Der Flieger von Madrid nach Ponta Delgada war schon mal voll bis auf den letzten Platz. Erste Bedenken, ob das da wohl wirklich noch so unerschlossen sein würde. Dann nach langem Schlangestehen bei der Autovermietung mit einem Hyundai-SUV auf die hervorragend asphaltierte, vierspurige Autobahn. Dieses Fahrzeug piept nicht nur dann, wenn die Gurte nicht angelegt sind, sondern auch bei jedem Spurwechsel über die Trennlinie – und zu jeder weiteren Gelegenheit. Und das Außenthermometer zeigte bereits 28 Grad, hm? ...

Ponta Delgada, die Hauptstadt der Azoren: Immerhin kaum hohe Häuser, dafür schmale Einbahngassen, durch die sich jedoch eine Vielzahl von Menschen drängte. Wenig Tourismus war also schon mal zu vergessen! Der „Mercado“ von Ponta Delgada wird als besuchenswert angepriesen, verdient aber nicht mal diese Bezeichnung.

Darüber hinaus erwies sich diese Insel leider auch als wenig erkundenswert, zumal durch die einschlägigen Internetmedien wie Trip Advisor, Booking etc. alle irgendwie spektakulären Örtlichkeiten für jedermann zu finden sind – und da ist dann auch Jedermann! Zumindest gibt es einen sehenswerten, riesigen Kratersee. Die Zufahrtsstraßen sind gesäumt von parkenden Mietwagen, die diesen Ort trotz oft schlecht funktionierendem GPS gefunden haben.

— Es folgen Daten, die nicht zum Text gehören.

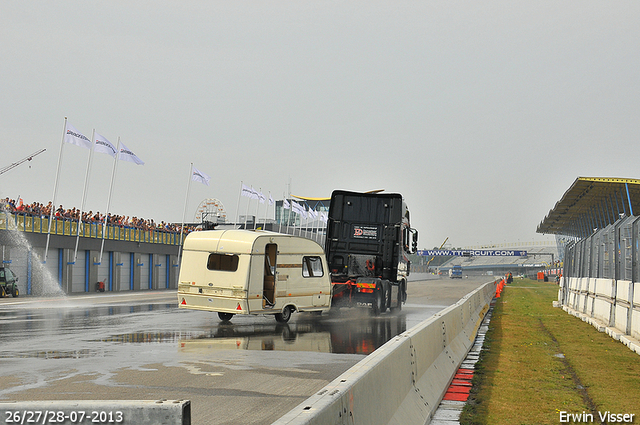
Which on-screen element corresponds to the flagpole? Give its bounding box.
[233,180,243,228]
[244,186,253,230]
[73,128,96,264]
[273,192,284,233]
[264,191,276,230]
[43,117,67,263]
[178,162,193,261]
[98,136,120,264]
[304,204,311,239]
[253,188,264,230]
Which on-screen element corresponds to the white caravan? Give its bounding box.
[178,230,331,322]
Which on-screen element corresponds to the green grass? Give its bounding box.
[460,279,640,425]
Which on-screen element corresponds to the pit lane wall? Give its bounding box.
[274,282,497,425]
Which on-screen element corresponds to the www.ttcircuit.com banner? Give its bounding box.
[417,249,527,257]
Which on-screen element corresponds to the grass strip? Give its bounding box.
[460,279,640,425]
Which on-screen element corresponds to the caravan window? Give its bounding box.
[302,257,324,277]
[207,254,238,272]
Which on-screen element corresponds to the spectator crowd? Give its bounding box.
[0,198,198,234]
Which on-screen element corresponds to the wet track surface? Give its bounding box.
[0,276,496,424]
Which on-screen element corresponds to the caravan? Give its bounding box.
[178,230,331,322]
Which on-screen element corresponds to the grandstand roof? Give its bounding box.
[537,177,640,238]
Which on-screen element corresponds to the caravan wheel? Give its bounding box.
[276,306,292,323]
[218,312,233,322]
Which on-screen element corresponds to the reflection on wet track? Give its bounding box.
[180,311,406,354]
[0,279,490,410]
[0,303,406,359]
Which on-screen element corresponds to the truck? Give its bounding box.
[449,264,462,279]
[324,190,418,315]
[178,229,331,323]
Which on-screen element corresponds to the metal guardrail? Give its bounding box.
[0,213,180,245]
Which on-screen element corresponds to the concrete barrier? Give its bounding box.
[558,278,640,354]
[274,282,496,425]
[0,400,191,425]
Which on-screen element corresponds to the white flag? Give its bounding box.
[240,183,258,199]
[118,142,144,165]
[93,133,116,158]
[240,183,251,198]
[291,201,307,218]
[64,123,91,149]
[191,167,211,186]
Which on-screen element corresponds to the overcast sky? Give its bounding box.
[0,0,640,248]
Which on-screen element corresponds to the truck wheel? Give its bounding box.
[391,282,407,311]
[380,287,391,313]
[276,306,291,323]
[218,312,233,322]
[371,291,383,316]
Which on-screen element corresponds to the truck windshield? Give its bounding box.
[207,254,238,272]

Zum ersten Abendessen fanden wir am Hafen einen Mercado de Peix, also ein Fisch- und Meeresfrüchterestaurant, wo sich alsbald die Mentalität der portugiesischen Einwohner- und Kellnerschaft offenbarte: Dem Portugiesen eine gewisse Melancholie nachzusagen, trifft es nicht wirklich. Der Portugiese ist grantig und eher schlecht gelaunt, fährt ziemlich rücksichtslos Auto und zeigt einem gern mal die abwinkende Hand, wenn man für ein noch so kurzes Begehr noch nicht an der Reihe ist. Essig, Oel, Pfeffer und Salz muss immer erst nachgefragt werden. Der Gast ist der Feind. Dabei ist das gutbürgerliche Essen in Portugal zumindest erträglich, wobei sich aber über die nächsten Wochen herausstellen musste, dass die Speisekarte überall dieselbe und die Qualität der Speisen eher im unteren Bereich zu finden ist. Dazu wartet man mindestens eine halbe Stunde auf das Essen, und sie räumen den Tisch einfach nicht ab, nachdem man gegessen hat. Ein guter Kellner bringt etwas und nimmt auch gleich etwas wieder mit, was nicht mehr vonnöten ist! Ja, es gibt ein freundliches und ein unfreundliches Chaos!

Unser Apartment hatte zum Glück Air Condition, aber die Sonne strahlte über den ganzen Tag auf den Balkon, auf dem man sich – die Außentemperatur am Nachmittag war alsbald auf knapp 30 Grad gestiegen – kaum aufhalten konnte. Und dazu diese enorme Luftfeuchtigkeit, praktisch dasselbe wie in Cádiz, von wo wir ja geflohen waren.

Diese ersten sechs Tage haben wir mit Ach und Krach rumgebracht, wobei wir zum Abendessen zweimal zu zwei verschiedenen Indern gegangen sind – was man in Madrid sonst höchstens einmal im Jahr tut. Und es gab ein American Steakhouse (Esquina), welches zumindest echt gutes Fleisch zu bieten hatte.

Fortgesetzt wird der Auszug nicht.